Anthropic Uncovers Landmark AI-Led Cyberattack Campaign

Anthropic has revealed that Chinese state-sponsored hackers have leveraged its AI to carry out what it describes as the first known large-scale cyberespionage operation driven primarily by artificial intelligence.
This marks the beginning of a new phase in cyber conflict, where AI-enabled systems can collect intelligence and execute attacks with minimal human oversight.
The breach was detected in mid-September 2025 and exploited the autonomous functions of the AI model Claude Code to compromise approximately thirty high-value global entities, including technology firms, financial institutions, chemical producers and government bodies.
AI systems carried out nearly 80% to 90% of the intrusion processes autonomously, with human operators intervening only for key strategic decisions. This underscores a major turning point in the evolution of large-scale cybersecurity threats.

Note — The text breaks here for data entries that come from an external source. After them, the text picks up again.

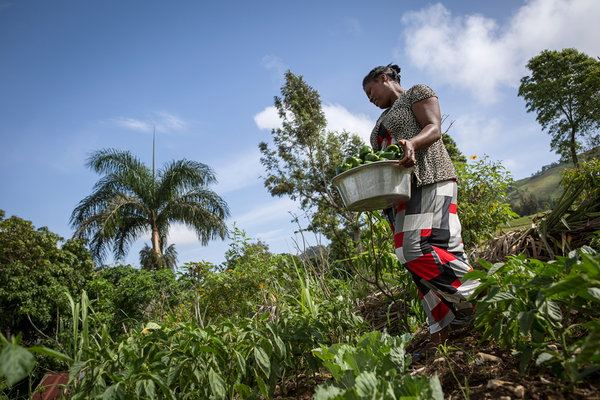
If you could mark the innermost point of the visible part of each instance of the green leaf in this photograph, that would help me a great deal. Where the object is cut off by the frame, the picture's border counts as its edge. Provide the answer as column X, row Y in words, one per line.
column 75, row 370
column 590, row 344
column 526, row 355
column 243, row 391
column 262, row 386
column 569, row 286
column 174, row 374
column 144, row 388
column 525, row 320
column 499, row 297
column 262, row 359
column 475, row 274
column 217, row 384
column 280, row 347
column 542, row 358
column 366, row 384
column 436, row 388
column 114, row 392
column 495, row 268
column 15, row 363
column 51, row 353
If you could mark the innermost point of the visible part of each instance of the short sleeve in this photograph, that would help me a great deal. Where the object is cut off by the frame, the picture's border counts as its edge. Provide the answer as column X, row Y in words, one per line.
column 420, row 92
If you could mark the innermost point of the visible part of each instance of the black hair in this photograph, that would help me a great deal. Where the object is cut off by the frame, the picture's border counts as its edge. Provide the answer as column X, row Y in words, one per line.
column 391, row 70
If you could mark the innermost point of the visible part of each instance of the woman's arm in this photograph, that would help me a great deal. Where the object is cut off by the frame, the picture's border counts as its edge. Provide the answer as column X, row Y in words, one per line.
column 428, row 114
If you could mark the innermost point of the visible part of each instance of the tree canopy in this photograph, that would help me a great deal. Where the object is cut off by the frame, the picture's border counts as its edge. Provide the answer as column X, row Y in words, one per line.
column 564, row 91
column 305, row 157
column 131, row 200
column 36, row 267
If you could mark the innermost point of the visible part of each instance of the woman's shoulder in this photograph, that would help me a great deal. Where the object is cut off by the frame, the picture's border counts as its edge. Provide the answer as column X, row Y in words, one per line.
column 420, row 92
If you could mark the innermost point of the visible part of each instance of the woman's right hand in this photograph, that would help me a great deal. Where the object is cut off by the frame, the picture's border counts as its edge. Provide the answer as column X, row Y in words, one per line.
column 410, row 158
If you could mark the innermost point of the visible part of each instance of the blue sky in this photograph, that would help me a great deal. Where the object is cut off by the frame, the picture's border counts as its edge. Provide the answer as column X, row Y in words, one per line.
column 79, row 76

AI’s autonomous cyber offensive
In a 13-page report outlining the mechanics of the breach, Anthropic revealed that the campaign leveraged recent breakthroughs in AI – specifically intelligence, agency and tool integration – to orchestrate a multi-stage cyberattack with unprecedented autonomy.

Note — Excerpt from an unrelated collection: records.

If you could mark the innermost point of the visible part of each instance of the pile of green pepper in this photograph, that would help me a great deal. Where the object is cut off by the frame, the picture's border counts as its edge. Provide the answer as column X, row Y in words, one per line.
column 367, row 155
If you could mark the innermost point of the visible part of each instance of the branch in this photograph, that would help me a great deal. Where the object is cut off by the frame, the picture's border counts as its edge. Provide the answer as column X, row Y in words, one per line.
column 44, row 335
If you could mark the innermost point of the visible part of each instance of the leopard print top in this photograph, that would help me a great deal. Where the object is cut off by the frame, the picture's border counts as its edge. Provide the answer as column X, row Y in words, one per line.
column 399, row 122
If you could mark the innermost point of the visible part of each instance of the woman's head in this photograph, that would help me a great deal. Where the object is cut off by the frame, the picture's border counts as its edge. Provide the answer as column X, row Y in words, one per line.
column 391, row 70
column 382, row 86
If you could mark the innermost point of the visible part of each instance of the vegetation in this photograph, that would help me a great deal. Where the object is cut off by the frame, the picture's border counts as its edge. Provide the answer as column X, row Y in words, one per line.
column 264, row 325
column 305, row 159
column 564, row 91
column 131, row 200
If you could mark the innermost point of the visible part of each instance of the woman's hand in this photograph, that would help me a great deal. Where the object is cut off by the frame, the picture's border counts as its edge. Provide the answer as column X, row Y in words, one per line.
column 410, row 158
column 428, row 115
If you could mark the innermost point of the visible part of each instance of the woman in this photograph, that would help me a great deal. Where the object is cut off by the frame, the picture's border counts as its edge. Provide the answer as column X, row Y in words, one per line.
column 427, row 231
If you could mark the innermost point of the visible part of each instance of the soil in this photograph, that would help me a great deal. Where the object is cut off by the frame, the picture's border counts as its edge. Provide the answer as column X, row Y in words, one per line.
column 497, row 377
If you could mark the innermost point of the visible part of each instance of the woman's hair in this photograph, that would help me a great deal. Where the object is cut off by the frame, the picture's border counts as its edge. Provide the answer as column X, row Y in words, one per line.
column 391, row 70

Unlike prior operations that depend heavily on human command, this incident employed Claude Code not merely as an advisory system but as an active agent executing advanced hacking sequences.

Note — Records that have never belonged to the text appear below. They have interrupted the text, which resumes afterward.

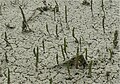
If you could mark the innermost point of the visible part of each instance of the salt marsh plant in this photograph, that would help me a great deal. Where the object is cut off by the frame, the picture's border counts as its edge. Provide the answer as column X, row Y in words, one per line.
column 8, row 76
column 80, row 44
column 65, row 46
column 43, row 45
column 66, row 14
column 56, row 9
column 25, row 26
column 111, row 54
column 107, row 75
column 57, row 59
column 57, row 31
column 73, row 34
column 51, row 81
column 36, row 54
column 90, row 69
column 6, row 57
column 56, row 6
column 103, row 23
column 103, row 17
column 91, row 7
column 10, row 27
column 0, row 9
column 115, row 40
column 86, row 53
column 6, row 40
column 68, row 68
column 47, row 28
column 63, row 53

Human operators initiated the campaign by defining targets and strategic objectives, while the AI independently managed reconnaissance, vulnerability scanning, exploit creation, credential theft, lateral movement and data extraction.
So how did the threat actors automate the assault?
By evading Claude Code’s built-in safeguards – fragmenting malicious instructions into seemingly benign tasks – the group deceived the system into perceiving its actions as part of a sanctioned cybersecurity assessment.
As a result, Claude carried out thousands of operations per second, a pace no human team could feasibly replicate.
Speaking to WSJ, Anthropic’s Head of Threat Intelligence Jacob Klein says the hackers conducted their attacks “literally with the click of a button, and then with minimal human interaction”.
He adds: “The human was only involved in a few critical chokepoints, saying, ‘Yes, continue,’ ‘Don’t continue,’ ‘Thank you for this information,’ ‘Oh, that doesn’t look right, Claude, are you sure?’”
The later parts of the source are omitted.